Ya they do. So as an example, a few months back I had not taken my medication for a week or two before I went in for an appointment and the nurse insisted she take my blood anyway and forgot to inform my doc.  Because of this, they increased my dosage for the first time but immediately after taking it I felt like I was getting a racing heart in the mornings.  When I went back in to retest my doc told me that my TSH was low with the new test which was an indication of what I was feeling. They dropped my dose back down to normal and its been fine ever since. 

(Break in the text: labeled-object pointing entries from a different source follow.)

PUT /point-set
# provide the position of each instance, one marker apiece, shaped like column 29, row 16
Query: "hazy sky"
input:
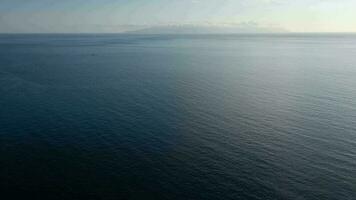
column 120, row 15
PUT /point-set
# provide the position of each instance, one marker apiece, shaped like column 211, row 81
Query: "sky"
column 57, row 16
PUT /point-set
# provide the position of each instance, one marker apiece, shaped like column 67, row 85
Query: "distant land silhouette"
column 205, row 29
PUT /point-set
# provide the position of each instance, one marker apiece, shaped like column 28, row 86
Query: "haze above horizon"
column 115, row 16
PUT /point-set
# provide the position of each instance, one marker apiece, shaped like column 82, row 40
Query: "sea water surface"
column 178, row 116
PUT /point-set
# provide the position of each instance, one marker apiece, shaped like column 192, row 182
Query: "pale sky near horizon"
column 119, row 15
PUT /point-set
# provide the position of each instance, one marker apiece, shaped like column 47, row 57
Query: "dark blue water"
column 178, row 117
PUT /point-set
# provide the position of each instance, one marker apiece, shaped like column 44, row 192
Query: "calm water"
column 178, row 117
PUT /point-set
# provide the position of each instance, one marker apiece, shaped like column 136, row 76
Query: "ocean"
column 198, row 117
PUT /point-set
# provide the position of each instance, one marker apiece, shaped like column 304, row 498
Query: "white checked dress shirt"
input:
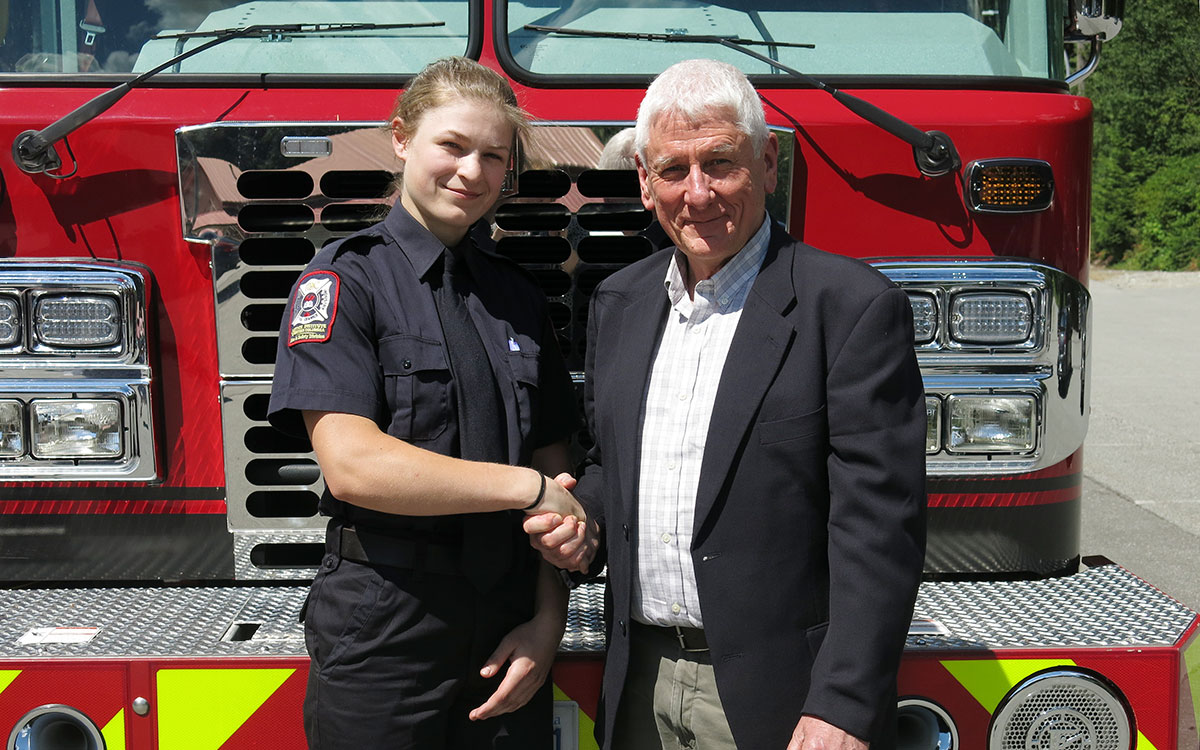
column 678, row 407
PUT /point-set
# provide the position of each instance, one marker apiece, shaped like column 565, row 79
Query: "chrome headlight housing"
column 75, row 372
column 1002, row 347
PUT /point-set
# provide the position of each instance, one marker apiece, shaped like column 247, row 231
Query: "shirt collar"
column 730, row 286
column 418, row 244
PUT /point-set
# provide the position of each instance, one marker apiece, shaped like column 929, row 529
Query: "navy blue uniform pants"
column 396, row 655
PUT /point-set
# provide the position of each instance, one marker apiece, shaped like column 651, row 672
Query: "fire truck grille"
column 267, row 215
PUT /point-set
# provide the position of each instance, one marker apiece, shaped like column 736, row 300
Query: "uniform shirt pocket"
column 792, row 427
column 525, row 365
column 417, row 381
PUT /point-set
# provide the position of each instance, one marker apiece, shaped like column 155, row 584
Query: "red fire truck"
column 175, row 163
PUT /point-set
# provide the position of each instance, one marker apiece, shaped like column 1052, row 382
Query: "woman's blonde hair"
column 448, row 79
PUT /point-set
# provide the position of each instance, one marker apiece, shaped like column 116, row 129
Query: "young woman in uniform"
column 425, row 372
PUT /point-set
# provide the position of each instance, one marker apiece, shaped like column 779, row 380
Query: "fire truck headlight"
column 76, row 429
column 933, row 424
column 991, row 317
column 10, row 322
column 991, row 424
column 924, row 317
column 12, row 431
column 78, row 321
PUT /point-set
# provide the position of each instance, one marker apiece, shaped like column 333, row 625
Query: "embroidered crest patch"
column 313, row 307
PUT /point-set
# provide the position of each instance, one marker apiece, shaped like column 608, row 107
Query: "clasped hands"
column 559, row 527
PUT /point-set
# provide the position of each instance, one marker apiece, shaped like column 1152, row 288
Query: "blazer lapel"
column 756, row 352
column 634, row 353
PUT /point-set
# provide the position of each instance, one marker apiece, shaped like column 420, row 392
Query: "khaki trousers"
column 670, row 699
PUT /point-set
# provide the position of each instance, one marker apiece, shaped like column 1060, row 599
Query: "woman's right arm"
column 366, row 467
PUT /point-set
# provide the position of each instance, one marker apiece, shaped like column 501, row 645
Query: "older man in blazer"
column 757, row 477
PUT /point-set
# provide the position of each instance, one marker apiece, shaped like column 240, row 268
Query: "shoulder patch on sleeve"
column 313, row 307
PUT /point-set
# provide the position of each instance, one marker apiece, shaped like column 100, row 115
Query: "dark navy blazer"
column 810, row 516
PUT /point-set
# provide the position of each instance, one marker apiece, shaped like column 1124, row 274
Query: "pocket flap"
column 792, row 427
column 405, row 354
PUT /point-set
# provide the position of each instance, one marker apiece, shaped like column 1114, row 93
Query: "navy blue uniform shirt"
column 361, row 335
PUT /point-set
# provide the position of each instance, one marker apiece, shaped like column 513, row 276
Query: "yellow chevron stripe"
column 990, row 679
column 587, row 726
column 1192, row 665
column 199, row 709
column 114, row 732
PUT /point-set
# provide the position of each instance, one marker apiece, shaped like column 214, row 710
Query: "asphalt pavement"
column 1141, row 459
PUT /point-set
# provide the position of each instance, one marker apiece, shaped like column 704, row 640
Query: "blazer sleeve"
column 591, row 487
column 876, row 529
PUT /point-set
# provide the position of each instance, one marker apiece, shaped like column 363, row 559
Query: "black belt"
column 375, row 549
column 690, row 640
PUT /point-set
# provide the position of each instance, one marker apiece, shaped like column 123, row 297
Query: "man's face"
column 706, row 186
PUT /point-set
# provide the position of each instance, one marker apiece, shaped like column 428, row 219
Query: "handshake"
column 559, row 528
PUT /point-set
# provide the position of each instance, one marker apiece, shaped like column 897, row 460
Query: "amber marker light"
column 1009, row 186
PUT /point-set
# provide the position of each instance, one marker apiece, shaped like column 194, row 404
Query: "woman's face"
column 454, row 166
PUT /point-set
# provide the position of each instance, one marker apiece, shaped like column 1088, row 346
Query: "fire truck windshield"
column 133, row 36
column 847, row 37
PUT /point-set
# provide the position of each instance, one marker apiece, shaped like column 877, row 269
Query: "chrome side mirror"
column 1095, row 19
column 1092, row 22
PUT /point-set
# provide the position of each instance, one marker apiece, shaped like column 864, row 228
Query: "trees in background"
column 1146, row 174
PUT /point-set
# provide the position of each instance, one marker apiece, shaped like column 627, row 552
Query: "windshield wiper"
column 646, row 36
column 933, row 150
column 33, row 150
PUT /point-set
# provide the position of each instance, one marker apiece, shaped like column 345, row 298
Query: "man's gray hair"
column 696, row 89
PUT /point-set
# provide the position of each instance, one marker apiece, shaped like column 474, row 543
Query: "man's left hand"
column 813, row 733
column 528, row 649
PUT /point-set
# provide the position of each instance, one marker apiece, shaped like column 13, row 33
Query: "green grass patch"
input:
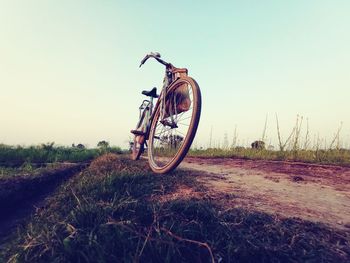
column 112, row 213
column 48, row 153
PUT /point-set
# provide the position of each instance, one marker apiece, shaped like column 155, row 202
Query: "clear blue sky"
column 69, row 69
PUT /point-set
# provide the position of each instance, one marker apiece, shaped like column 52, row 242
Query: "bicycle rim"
column 168, row 145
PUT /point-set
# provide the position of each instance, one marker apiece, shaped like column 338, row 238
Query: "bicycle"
column 167, row 128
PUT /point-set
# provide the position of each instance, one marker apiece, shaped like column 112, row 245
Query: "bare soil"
column 317, row 193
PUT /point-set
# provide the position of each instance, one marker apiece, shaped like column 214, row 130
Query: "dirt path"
column 25, row 194
column 318, row 193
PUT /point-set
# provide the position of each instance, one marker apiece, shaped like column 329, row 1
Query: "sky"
column 69, row 69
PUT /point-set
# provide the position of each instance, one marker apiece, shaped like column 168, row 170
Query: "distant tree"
column 103, row 144
column 47, row 146
column 259, row 145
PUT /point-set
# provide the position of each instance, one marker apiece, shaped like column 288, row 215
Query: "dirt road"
column 318, row 193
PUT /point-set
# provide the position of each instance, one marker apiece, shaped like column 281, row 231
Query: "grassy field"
column 115, row 211
column 16, row 156
column 332, row 156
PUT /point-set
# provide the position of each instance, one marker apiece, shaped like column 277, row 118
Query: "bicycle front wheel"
column 174, row 126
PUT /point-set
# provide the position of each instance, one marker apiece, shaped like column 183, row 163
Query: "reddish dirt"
column 318, row 193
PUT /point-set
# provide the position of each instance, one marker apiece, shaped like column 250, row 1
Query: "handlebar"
column 156, row 56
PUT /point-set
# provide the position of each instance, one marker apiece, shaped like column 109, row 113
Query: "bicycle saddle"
column 152, row 93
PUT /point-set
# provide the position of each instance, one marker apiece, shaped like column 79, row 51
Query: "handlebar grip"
column 144, row 60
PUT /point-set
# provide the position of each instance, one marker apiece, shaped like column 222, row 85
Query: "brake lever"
column 144, row 60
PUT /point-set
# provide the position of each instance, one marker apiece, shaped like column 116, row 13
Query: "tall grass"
column 296, row 146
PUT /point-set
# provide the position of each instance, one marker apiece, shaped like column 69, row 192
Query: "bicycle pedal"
column 170, row 124
column 136, row 132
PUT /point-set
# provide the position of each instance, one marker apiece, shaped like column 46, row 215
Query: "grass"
column 48, row 153
column 112, row 213
column 332, row 156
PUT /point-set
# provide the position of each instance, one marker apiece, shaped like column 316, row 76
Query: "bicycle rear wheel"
column 171, row 137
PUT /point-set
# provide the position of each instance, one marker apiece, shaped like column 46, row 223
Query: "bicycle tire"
column 195, row 117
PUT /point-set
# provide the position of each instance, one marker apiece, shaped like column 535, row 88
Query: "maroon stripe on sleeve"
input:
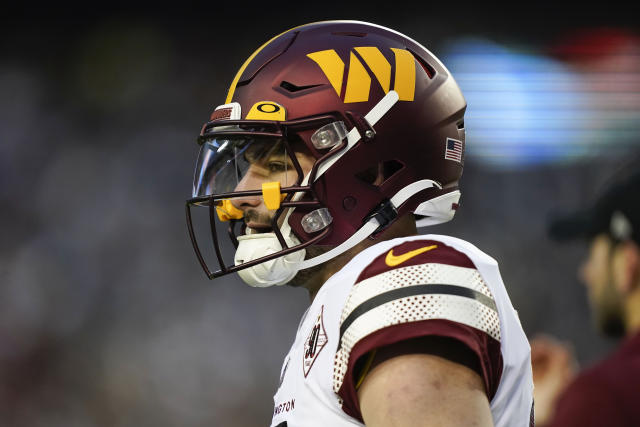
column 481, row 344
column 442, row 254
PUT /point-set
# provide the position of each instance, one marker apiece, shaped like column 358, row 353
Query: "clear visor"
column 241, row 163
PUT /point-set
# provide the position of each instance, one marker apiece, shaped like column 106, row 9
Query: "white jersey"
column 396, row 290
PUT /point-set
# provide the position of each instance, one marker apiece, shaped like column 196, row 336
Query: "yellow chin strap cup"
column 271, row 195
column 227, row 211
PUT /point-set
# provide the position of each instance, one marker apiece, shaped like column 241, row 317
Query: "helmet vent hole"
column 293, row 88
column 425, row 66
column 380, row 173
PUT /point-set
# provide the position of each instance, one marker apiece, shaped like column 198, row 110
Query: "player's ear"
column 630, row 267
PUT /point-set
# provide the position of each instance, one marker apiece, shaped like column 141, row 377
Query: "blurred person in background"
column 321, row 163
column 605, row 394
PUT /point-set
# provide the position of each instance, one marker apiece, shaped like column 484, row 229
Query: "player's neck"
column 405, row 226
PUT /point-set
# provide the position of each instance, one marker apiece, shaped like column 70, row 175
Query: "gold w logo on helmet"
column 359, row 80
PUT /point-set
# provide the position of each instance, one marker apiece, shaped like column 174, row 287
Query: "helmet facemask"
column 245, row 166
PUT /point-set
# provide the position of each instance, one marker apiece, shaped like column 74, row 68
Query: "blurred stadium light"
column 526, row 108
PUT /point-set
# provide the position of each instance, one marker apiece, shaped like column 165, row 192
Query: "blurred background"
column 106, row 318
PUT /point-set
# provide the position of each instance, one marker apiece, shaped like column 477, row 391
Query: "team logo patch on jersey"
column 314, row 343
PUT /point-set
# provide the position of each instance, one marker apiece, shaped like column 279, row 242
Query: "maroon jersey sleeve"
column 417, row 289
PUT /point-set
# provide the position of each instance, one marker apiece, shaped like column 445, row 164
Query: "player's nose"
column 248, row 182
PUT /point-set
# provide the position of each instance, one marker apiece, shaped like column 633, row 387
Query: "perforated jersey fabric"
column 454, row 290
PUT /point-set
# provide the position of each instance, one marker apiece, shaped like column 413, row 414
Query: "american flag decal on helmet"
column 453, row 150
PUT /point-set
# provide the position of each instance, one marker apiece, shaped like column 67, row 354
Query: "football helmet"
column 380, row 121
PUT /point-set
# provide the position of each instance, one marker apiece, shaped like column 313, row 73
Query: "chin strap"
column 370, row 226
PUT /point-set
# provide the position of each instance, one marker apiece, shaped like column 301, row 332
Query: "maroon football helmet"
column 380, row 117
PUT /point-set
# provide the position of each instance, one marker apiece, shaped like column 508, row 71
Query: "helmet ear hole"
column 380, row 173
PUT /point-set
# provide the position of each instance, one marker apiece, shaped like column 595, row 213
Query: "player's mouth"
column 257, row 228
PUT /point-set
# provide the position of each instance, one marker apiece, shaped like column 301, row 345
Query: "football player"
column 333, row 139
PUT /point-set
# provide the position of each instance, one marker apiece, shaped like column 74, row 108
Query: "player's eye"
column 277, row 166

 It has been a while since I read anything on the different mechanisms so I am not even sure what the exact cause is for mine. I think when they first tested me years ago they had assumed after the first test that it could be Hashimotos but needed to do more tests. I know for sure it isn't a tumor or anything like that  What do you guys think? I could just message my doc on my web portal we have, takes a day or two for him to respond.


----------



## benroliver (Sep 28, 2016)

According to the lab results following the increased dosage my TSH was .080 . Its back to normal now though


----------



## Red Flag 1 (Sep 28, 2016)

[Q


----------



## benroliver (Dec 14, 2016)

Just wanted to update this for anyone seeking information on the topic.  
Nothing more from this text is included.